We too were not comfortable going all the way down to $1000 when we had a few thousand saved. The $1000 is best for someone who has had no savings at all to build up to. If you are used to having a few thousand stashed away for emergencies then going down to somewhere between 2-4 thousand is a good compromise of having that safety cushion and putting a substantial amount towards paying off debt.
There is not a specific percentage of your income or dollar amount that we suggest to spend for vacation but it really comes down to each person’s/couple’s situation. If you are concerned about spending too much on vacation you might want to consider alternative ways to cut those costs. You can rent a beach house in the fall when rates are cheaper instead of in the summer. We have found that cruises offer a great value of fun and relaxation for only a few hundred bucks for a week so that’s our vacation of choice. At some point next year we’ll probably start making plans to go on one. We’ll start researching it 6+ months in advance to figure out price, decide how we’re going to budget it out, etc.
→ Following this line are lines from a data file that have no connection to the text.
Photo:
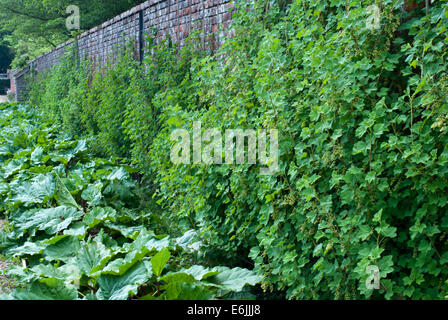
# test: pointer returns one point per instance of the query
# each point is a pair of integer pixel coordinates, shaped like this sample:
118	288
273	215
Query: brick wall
176	19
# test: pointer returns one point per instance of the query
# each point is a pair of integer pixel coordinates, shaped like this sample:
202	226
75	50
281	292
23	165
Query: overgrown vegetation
362	117
80	230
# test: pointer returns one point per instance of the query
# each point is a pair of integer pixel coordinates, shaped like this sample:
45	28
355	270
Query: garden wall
176	19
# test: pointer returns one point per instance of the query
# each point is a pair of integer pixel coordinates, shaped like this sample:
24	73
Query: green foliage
362	120
36	27
78	227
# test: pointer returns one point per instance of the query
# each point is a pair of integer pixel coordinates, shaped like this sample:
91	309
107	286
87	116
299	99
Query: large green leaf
49	289
63	196
37	191
120	287
234	279
159	261
51	220
92	258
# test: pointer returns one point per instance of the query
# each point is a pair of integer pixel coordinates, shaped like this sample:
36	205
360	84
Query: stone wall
176	19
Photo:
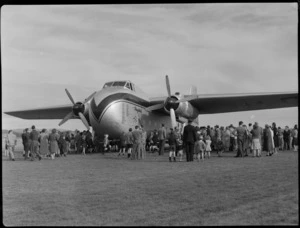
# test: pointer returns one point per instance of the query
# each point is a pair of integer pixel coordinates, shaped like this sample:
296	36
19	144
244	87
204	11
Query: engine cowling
183	109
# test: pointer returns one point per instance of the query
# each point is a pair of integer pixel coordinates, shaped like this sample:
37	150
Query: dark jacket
189	134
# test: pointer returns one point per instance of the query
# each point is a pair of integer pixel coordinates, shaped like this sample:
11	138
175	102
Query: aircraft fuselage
115	110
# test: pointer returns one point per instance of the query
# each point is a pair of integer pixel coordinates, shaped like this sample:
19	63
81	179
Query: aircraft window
108	84
119	84
128	86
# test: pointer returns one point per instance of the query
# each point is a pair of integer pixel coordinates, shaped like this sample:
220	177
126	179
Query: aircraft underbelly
121	115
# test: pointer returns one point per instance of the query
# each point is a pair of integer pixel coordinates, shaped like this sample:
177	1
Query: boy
172	143
179	147
200	148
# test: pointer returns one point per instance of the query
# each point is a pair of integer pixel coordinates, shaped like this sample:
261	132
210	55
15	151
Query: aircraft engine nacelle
187	110
182	109
83	108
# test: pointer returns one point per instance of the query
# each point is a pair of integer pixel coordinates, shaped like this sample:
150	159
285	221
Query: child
122	144
84	144
106	144
6	149
208	148
220	148
199	149
172	143
179	148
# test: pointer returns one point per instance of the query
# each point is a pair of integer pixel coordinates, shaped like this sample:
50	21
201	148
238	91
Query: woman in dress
44	148
53	138
275	137
269	140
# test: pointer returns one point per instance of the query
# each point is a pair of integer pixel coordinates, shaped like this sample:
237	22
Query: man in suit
34	136
137	143
241	135
189	139
26	143
162	134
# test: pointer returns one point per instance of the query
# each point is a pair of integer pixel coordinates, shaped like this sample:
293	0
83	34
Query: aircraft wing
58	112
210	104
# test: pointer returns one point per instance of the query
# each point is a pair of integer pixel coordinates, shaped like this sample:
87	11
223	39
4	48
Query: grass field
108	190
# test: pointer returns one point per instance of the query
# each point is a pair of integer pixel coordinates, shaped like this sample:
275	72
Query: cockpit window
124	84
119	84
128	86
108	84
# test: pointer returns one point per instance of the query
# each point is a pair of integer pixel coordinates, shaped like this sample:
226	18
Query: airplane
121	105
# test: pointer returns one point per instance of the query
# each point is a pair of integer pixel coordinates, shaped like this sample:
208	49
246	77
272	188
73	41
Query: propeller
77	110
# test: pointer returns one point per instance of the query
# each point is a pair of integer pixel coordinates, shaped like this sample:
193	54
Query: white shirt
11	139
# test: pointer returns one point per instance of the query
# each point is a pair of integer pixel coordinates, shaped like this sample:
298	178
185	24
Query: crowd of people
44	144
195	142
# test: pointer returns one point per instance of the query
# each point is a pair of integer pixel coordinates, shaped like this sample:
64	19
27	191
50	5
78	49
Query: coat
162	133
189	134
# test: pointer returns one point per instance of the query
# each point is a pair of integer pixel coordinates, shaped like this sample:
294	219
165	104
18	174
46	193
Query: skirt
256	144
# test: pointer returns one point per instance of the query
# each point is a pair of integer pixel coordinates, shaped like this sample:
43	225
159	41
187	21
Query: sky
219	48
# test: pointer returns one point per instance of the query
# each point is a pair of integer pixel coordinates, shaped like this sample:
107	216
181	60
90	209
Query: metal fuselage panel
115	110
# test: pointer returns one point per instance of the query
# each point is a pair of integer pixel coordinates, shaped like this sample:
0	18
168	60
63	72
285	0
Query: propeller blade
83	119
168	85
173	118
66	118
89	97
155	107
70	97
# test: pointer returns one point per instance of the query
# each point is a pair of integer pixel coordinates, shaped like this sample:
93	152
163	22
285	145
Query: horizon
219	48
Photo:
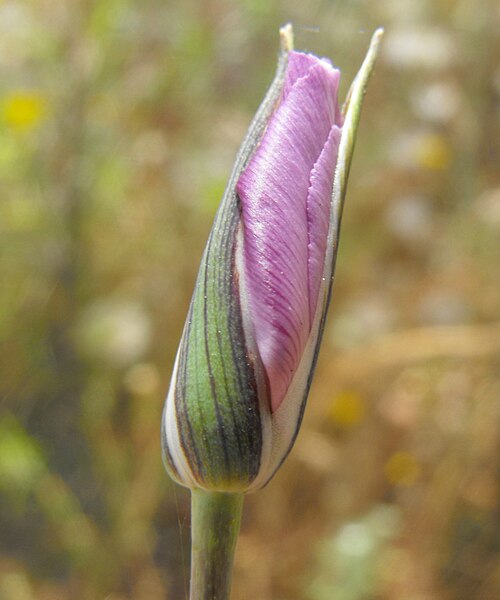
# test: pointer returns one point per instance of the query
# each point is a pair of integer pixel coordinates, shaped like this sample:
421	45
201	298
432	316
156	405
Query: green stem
215	524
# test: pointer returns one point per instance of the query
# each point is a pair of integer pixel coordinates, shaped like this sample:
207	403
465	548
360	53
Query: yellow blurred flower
433	152
402	468
23	110
347	409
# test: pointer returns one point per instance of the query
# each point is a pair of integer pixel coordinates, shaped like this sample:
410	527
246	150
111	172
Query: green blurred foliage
119	122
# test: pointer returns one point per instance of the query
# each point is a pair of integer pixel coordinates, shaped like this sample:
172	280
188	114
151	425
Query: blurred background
119	123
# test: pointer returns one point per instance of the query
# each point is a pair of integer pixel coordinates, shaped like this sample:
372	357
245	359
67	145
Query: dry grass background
119	122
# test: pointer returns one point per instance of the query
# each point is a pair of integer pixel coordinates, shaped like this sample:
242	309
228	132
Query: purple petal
285	193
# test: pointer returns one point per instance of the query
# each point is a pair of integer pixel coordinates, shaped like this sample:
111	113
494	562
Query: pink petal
285	193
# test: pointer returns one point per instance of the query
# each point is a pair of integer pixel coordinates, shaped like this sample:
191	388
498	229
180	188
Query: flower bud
251	339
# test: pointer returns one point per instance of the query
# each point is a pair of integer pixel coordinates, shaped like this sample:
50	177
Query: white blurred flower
438	102
116	331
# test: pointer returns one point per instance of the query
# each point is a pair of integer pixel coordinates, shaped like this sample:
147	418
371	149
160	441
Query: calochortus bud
251	339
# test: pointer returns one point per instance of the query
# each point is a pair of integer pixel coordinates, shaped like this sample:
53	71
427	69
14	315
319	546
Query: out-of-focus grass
118	125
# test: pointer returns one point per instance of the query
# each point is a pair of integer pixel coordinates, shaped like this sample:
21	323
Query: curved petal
318	212
281	210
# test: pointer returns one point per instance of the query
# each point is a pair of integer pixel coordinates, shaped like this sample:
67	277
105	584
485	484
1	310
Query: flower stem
215	524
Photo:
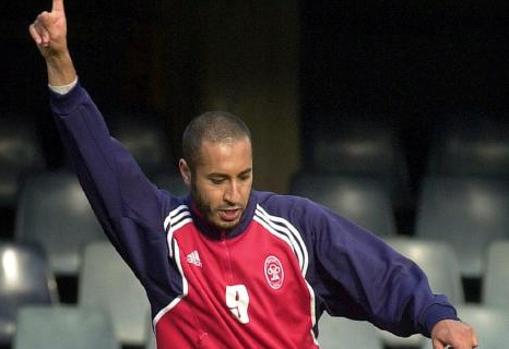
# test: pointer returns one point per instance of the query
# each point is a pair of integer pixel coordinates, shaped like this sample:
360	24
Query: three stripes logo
194	258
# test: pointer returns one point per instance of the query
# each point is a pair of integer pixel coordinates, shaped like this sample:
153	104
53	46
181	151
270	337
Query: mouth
230	214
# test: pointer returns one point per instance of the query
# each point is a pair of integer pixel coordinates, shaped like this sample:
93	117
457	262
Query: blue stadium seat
490	324
54	212
467	213
107	282
20	154
496	280
64	327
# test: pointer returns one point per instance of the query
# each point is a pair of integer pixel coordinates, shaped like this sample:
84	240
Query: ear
185	172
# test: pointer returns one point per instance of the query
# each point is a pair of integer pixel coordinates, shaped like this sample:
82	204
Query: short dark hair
212	126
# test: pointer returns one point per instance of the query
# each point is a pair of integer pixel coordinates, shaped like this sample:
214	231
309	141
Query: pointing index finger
58	5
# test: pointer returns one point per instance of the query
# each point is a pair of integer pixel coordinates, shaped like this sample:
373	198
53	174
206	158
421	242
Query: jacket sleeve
128	206
359	276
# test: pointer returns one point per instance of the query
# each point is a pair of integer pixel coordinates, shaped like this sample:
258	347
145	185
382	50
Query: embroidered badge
274	273
194	258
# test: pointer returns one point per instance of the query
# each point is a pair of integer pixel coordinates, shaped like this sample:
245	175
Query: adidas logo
194	258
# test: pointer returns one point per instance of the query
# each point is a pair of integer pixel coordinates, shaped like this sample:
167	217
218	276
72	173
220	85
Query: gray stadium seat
108	283
145	140
20	154
24	279
440	264
359	146
344	333
496	281
62	327
363	200
467	213
54	212
490	324
477	145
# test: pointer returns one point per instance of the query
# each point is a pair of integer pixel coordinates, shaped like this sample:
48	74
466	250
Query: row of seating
466	146
105	282
21	152
467	213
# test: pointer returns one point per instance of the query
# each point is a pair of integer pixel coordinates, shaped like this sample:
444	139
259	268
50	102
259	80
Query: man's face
222	180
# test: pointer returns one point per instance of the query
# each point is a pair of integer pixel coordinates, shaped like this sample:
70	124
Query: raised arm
129	207
49	31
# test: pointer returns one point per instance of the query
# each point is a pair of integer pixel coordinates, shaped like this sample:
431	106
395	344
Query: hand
49	31
454	333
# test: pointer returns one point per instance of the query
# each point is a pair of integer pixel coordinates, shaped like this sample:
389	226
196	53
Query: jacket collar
213	232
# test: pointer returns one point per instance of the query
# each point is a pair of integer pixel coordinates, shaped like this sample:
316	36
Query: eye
217	180
244	177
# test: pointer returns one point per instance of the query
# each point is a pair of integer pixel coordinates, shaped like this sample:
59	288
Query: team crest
274	273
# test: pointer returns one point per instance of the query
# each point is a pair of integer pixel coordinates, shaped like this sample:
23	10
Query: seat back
496	280
63	328
54	212
467	213
107	282
25	278
363	200
344	333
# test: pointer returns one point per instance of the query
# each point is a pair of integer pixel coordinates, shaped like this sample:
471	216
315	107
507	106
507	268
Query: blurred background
393	113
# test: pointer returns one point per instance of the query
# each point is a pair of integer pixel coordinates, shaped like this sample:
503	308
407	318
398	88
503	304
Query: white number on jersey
237	300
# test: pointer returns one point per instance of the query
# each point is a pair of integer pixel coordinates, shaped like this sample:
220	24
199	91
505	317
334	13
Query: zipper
228	259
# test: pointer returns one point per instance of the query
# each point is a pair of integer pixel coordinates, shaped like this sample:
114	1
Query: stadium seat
145	140
432	256
473	145
496	280
107	282
150	341
440	264
54	212
365	201
491	325
64	327
20	154
467	213
344	333
24	279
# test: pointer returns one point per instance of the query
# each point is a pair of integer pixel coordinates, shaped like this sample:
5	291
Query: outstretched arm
453	333
49	31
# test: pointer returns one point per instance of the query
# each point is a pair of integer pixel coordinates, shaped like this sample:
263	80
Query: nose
232	192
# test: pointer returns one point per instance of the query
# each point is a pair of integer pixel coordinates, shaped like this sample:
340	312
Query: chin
226	225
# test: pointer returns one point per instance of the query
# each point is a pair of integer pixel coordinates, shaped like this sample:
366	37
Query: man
230	267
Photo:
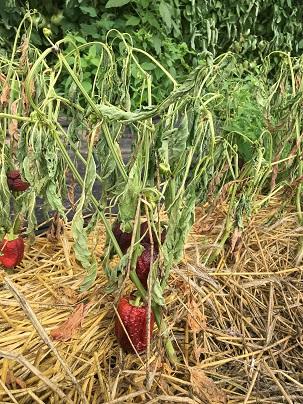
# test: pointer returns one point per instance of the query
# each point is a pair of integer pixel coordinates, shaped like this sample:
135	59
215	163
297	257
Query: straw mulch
236	324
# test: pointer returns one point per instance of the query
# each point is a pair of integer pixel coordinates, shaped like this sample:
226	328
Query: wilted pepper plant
177	157
159	181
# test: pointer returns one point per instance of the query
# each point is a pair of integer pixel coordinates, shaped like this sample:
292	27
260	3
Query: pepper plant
201	140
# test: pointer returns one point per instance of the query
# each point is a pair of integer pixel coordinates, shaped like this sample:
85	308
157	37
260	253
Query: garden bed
236	326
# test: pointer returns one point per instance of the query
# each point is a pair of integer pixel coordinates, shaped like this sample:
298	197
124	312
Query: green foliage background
176	32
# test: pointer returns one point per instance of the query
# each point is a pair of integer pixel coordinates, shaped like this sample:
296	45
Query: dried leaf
66	330
11	379
5	94
198	351
196	319
66	295
205	388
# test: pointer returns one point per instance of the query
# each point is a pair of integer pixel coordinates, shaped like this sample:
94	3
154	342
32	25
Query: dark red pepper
134	319
143	263
11	252
15	182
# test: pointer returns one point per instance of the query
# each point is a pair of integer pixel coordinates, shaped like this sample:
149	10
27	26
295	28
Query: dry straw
237	324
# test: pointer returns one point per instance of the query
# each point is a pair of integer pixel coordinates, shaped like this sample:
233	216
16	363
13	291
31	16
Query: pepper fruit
11	251
143	263
15	182
134	319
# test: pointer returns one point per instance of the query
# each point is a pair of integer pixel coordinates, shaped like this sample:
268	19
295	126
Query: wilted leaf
196	319
205	388
157	293
5	94
24	50
55	229
236	239
66	330
116	3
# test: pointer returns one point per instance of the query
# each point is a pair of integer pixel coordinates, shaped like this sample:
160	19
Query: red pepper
15	182
11	252
143	263
134	320
124	239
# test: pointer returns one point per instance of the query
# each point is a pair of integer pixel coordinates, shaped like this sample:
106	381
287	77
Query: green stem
162	326
99	114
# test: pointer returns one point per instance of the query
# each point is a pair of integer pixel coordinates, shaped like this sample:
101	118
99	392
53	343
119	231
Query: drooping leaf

From that point we’ll save some (plus extra) money every month specifically for the trip so that we have enough to pay for the entire trip in cash.
If there are unexpected medical bills for a condition you could not predict, then you should use the money in your emergency fund to pay it off and immediately re-stock your fund from your next paycheck (pause the debt snowball except for minimum payments while building the emergency fund back up a bit). Also, if you know you are going to the doctor or something like taking your car in to get fixed, you can budget a little extra conservatively for that. If the actual bill is less than what you budgeted, that excess can be used to pay off debt or be put into savings. For example, Jordan knew that she was going to need to see the optometrist this month. We didn’t know how much the appointment would cost but we set money aside this month in case her new contacts and the fitting was more expensive than previous times. Come to find out, we had set too much aside but that’s okay because we can put that remaining money towards the principal on the house.